To illustrate just how much the market overcorrected, Newell’s PE Ratio for the last 12 months has dipped down to a miniscule 4.9. That’s compared to an industry average of 18.62. If Newell popped back up to even half the average, that would mean a 90% gain. If it hit that average, it would be a gain of 280%.

This is a prime opportunity to grab a stock that too many are discounting without good reason.

Dividend Stocks You Can’t Live Without, No. 1: Campbell Soup Co.
When it comes to brand recognition, it’s hard to compete with Campbell Soup Co. (NYSE: CPB). More than a half-century after the Campbell’s Soup can became a piece of counterculture art, it retains its signature carnelian red-and-white color scheme (originally modeled after Cornell’s football uniforms).

There isn’t much reason to tinker with the brand. Campbell is the most reputable company in the United States, according to an annual report released by the Reputation Institute.

But it isn’t just soup that’s generating profits for the Camden, N.J.-based company. Pepperidge Farm, V8, Arnott’s, Bolthouse Farms, Pace, and Prego are all under the umbrella of Campbell Soup, which sells products in 120 countries.

In spite of its nearly 150-year history, CPB has made a commitment to 21st century business practices.

Among its pledges to investors and customers is to increase transparency and sustainability in its food production processes. Campbell has also made significant inroads into the e-commerce market, with the expectation that the company will generate $300 million in annual e-commerce sales by 2021.

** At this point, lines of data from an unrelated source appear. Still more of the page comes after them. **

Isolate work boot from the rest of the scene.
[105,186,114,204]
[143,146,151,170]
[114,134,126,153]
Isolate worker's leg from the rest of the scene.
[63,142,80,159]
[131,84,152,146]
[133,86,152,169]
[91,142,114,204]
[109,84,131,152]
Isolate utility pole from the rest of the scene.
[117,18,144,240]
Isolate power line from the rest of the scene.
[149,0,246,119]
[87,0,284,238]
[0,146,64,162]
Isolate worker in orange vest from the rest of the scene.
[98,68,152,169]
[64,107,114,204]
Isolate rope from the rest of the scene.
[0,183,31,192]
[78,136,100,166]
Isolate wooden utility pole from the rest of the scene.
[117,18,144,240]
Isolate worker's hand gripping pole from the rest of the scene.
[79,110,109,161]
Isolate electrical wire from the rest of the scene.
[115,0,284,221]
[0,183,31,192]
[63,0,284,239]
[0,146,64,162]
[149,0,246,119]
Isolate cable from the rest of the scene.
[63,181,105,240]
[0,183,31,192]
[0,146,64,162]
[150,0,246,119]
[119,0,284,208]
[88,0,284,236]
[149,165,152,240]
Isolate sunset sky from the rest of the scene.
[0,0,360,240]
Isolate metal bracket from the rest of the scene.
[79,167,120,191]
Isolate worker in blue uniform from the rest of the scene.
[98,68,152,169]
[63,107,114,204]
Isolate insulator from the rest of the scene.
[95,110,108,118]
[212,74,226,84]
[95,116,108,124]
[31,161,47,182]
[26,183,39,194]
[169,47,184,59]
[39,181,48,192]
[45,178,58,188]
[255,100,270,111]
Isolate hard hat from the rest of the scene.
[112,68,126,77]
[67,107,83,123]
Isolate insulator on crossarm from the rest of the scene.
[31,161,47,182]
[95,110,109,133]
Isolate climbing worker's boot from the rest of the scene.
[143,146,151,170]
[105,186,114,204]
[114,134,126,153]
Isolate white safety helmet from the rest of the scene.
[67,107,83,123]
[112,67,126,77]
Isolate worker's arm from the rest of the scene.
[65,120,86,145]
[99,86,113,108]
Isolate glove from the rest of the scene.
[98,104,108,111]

The company made a significant move toward that end by partnering with meal-kit service Chef’d in 2017. One benefit from the partnership means that web users who find recipes on the Campbell’s Kitchen website can be directed straight to Chef’d, where they can order the ingredients – all in the proper proportions – and have them delivered directly to their door.

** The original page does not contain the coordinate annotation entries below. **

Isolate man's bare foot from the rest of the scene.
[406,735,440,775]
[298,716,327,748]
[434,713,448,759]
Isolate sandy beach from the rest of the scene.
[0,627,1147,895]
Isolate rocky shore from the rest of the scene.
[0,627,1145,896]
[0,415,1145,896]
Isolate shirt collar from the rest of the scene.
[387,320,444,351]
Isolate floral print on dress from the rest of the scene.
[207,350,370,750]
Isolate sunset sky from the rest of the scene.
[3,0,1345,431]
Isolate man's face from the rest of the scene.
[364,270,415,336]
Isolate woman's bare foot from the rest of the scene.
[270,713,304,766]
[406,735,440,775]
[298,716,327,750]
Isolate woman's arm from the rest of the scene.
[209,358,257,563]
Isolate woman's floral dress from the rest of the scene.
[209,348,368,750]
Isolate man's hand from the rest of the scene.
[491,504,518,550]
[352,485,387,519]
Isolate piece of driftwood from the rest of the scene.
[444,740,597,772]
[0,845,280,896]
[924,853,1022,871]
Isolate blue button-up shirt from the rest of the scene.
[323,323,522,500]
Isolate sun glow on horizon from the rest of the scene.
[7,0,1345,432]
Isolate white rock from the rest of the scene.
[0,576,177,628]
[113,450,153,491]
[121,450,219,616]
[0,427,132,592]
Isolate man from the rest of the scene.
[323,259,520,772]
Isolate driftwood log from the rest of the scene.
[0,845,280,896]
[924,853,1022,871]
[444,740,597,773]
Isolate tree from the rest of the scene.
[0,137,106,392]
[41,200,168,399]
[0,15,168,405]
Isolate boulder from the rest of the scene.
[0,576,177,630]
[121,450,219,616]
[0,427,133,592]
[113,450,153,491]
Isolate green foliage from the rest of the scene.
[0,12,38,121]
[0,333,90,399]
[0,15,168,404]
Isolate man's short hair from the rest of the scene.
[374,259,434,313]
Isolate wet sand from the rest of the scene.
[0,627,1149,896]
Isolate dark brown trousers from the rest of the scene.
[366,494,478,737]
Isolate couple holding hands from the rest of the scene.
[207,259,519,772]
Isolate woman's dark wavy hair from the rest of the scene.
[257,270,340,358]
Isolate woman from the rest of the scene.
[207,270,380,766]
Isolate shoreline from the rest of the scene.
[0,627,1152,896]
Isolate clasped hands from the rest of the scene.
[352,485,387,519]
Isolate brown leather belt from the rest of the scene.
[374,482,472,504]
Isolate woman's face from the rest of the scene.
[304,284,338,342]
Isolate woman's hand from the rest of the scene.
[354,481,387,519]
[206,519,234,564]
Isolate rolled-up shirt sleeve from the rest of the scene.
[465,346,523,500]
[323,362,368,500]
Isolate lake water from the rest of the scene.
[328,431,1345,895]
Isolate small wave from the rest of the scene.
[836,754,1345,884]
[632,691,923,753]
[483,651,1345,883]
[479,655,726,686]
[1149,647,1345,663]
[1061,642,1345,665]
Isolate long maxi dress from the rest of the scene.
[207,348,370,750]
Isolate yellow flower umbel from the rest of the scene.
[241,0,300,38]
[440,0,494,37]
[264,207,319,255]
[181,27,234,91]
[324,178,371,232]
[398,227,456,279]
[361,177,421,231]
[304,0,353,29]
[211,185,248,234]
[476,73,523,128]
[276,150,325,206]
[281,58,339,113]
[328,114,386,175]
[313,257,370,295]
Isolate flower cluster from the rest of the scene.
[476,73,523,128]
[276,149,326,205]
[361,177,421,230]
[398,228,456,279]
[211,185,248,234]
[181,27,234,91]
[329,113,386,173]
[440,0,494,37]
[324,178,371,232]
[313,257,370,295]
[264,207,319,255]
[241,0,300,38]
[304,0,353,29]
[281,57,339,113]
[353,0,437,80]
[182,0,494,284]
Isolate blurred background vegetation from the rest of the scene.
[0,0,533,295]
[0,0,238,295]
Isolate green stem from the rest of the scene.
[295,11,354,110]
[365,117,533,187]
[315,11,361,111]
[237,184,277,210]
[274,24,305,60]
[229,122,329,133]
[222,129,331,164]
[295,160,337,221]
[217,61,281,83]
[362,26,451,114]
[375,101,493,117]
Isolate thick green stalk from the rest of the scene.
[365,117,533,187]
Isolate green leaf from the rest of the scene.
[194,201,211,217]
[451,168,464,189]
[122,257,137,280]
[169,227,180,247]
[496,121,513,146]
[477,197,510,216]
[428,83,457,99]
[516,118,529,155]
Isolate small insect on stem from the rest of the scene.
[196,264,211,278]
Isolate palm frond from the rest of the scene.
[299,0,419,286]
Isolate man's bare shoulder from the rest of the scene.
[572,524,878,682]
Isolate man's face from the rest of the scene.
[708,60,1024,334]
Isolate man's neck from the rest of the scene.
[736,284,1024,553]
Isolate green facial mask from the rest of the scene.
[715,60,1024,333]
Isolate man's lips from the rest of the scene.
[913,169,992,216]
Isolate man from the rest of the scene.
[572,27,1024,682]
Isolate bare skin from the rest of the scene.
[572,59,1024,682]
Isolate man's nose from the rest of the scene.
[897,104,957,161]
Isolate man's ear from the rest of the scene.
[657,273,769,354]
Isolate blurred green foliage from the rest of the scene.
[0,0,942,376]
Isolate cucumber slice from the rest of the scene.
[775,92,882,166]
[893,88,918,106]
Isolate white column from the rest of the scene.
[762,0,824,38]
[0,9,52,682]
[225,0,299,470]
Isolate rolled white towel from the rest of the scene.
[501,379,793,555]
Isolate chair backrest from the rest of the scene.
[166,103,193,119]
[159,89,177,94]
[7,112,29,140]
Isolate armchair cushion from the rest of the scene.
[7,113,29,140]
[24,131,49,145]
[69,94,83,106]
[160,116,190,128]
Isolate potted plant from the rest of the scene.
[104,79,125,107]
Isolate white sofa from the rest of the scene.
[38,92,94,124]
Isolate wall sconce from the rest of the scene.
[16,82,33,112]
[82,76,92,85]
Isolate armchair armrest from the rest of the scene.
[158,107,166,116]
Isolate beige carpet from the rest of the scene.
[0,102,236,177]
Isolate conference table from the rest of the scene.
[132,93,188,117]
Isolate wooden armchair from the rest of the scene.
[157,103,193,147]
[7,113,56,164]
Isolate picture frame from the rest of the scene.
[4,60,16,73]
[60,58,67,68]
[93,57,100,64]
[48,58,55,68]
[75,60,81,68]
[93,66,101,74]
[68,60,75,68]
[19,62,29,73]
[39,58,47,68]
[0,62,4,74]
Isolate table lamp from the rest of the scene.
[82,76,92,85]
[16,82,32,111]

Campbell also acquired North Carolina-based snack food giant Snyder’s-Lance in March. Aside from $300 million in cost synergies and savings, the merger gives the companies a combined $10 billion in annual revenue. The snack food industry, which after the merger comprises 46% of Campbell’s business, is projected by Research & Markets to grow 25% to $620 billion by 2021.

CPB has an earnings report coming up on May 18. Analysts expect an EPS of $0.61, which would be a 3.4% increase from a year earlier. Keep in mind, though, that Campbell beat expectations last quarter by 22%.

Let’s not forget the 3.4% dividend yield, at a 40.3% payout ratio. This company might just keep delivering returns for another 150 years. But if not, it should still be a solid stock for the foreseeable future.